Update 12:55 p.m. EST Feb. 20: Judge Amy Berman Jackson on Thursday sentenced Stone to serve a total of 40 months in prison.

According to Courthouse News, Jackson sentenced Stone to 40 months in prison for obstruction, 12 months for each of five counts of making false statements and 17 months for witness tampering. The sentences were all set to run concurrently, Courthouse News reported.

Stone is expected to remain free for the next few weeks, Mother Jones reported.

Update 12:35 p.m. EST Feb. 20: Judge Amy Berman Jackson has sentenced Roger Stone to serve 40 months, according to Vox.

Update 12:30 p.m. EST Feb. 20: Judge Amy Berman Jackson said Thursday that Trump's tweets in support of Stone "were totally inappropriate," but she said she wouldn't hold the 67-year-old accountable for the president's actions, according to Mother Jones.

Last week, Trump took to Twitter to slam a sentencing proposal from DOJ prosecutors, which called for between seven and nine years behind bars, as “horrible and very unfair.”

Update 12 p.m. EST Feb. 20: Judge Amy Berman Jackson told Stone on Thursday that the case against him wasn't politically motivated but instead "arose because Roger Stone characteristically inserted himself smack in the middle of one of the most incendiary issues of the day," Courthouse News and Mother Jones reported.

Stone’s sentencing hearing is ongoing.

Update 11:25 a.m. EST Feb. 20: Judge Amy Berman Jackson has called for a brief recess in Stone's sentencing hearing, Courthouse News reported.

Update 10:35 a.m. EST Feb. 20: Trump questioned the fairness of the case against Stone again Thursday in a tweet as the political consultant appeared in a Washington courthouse for sentencing.

Trump compared Stone’s case to accusations that former FBI director James Comey and former deputy director Andrew McCabe lied to Congress, allegations they’ve denied.

The president’s tweets were posted as Stone appeared before Judge Amy Berman Jackson in Washington.

Original report: The sentencing is scheduled to begin at 10 a.m. Thursday.

The action in federal court comes amid Trump's unrelenting defense of his longtime confidant that has led to a mini-revolt inside the Justice Department and allegations the president has interfered in the case.

Trump last week criticized a sentencing proposal from DOJ prosecutors, which called for between seven and nine years behind bars, as “horrible and very unfair.”

Afterward, U.S. Attorney General William Barr backed off the sentencing recommendation, though Justice Department officials said the decision had been made Monday night — before Trump's tweet — and that prosecutors had not spoken to the White House about it.

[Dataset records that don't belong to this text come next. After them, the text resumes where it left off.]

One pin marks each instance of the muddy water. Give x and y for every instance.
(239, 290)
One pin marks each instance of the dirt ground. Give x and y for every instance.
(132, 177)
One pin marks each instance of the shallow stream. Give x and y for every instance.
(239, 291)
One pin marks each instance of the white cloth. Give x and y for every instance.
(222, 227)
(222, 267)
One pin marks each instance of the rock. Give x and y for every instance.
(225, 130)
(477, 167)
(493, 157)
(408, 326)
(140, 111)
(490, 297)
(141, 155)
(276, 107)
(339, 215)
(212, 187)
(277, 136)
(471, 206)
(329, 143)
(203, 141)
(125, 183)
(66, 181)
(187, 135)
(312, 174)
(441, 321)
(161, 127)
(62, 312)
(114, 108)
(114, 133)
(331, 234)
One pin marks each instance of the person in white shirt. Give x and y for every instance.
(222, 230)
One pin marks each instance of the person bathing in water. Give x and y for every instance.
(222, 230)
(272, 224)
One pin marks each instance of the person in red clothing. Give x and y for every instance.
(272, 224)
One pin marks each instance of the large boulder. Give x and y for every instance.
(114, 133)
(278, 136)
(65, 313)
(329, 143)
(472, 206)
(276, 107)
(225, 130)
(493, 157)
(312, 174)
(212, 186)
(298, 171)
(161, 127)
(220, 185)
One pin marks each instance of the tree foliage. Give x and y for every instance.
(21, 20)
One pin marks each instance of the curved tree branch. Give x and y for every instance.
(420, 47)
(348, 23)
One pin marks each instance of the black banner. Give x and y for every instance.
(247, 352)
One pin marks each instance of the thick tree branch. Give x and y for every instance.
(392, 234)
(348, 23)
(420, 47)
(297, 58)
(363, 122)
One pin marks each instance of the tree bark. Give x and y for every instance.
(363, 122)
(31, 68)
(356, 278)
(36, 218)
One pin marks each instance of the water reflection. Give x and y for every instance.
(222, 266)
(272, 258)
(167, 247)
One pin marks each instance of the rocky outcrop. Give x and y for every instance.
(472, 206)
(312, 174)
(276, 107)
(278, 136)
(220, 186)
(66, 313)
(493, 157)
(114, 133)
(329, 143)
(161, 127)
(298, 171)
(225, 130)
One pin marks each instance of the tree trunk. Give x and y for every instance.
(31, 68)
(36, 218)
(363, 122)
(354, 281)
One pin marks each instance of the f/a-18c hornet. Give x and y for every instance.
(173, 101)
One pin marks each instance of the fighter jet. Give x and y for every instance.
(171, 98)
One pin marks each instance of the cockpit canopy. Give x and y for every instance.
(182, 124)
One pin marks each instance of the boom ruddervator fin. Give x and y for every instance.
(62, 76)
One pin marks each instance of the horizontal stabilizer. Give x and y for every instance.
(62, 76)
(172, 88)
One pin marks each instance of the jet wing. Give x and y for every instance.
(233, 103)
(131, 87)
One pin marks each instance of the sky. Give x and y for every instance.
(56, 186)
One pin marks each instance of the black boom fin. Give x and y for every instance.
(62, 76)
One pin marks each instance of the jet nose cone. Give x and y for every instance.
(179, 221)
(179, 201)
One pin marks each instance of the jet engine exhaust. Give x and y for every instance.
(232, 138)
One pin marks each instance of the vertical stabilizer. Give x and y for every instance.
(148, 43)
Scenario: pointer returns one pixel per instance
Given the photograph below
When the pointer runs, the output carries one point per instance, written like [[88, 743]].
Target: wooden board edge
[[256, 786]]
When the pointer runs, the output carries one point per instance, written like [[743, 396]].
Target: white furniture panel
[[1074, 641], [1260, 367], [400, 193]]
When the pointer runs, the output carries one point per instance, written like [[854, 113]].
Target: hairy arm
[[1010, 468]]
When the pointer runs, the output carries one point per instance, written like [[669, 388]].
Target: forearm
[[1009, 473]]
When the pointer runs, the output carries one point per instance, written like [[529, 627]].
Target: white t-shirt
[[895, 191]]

A jury convicted Stone in November on several charges connected to special counsel Robert Mueller's investigation into Russian meddling in the 2016 presidential election. Prosecutors said he lied to protect the Trump campaign from embarrassment and scrutiny in its quest for emails hacked by Russian officials and disseminated by WikiLeaks during the election.

Stone was a prominent figure in Trump's 2016 presidential campaign. He and Trump have been friends since the 1980s, according to The Washington Post.

Rumors have swirled since his conviction that Trump might issue a pardon for him, though he said in December that he hadn't considered it, USA Today reported.

"I think it’s very tough what they did to Roger Stone compared to what they do to other people, on their side," the president added, according to the newspaper.

The Associated Press contributed to this report.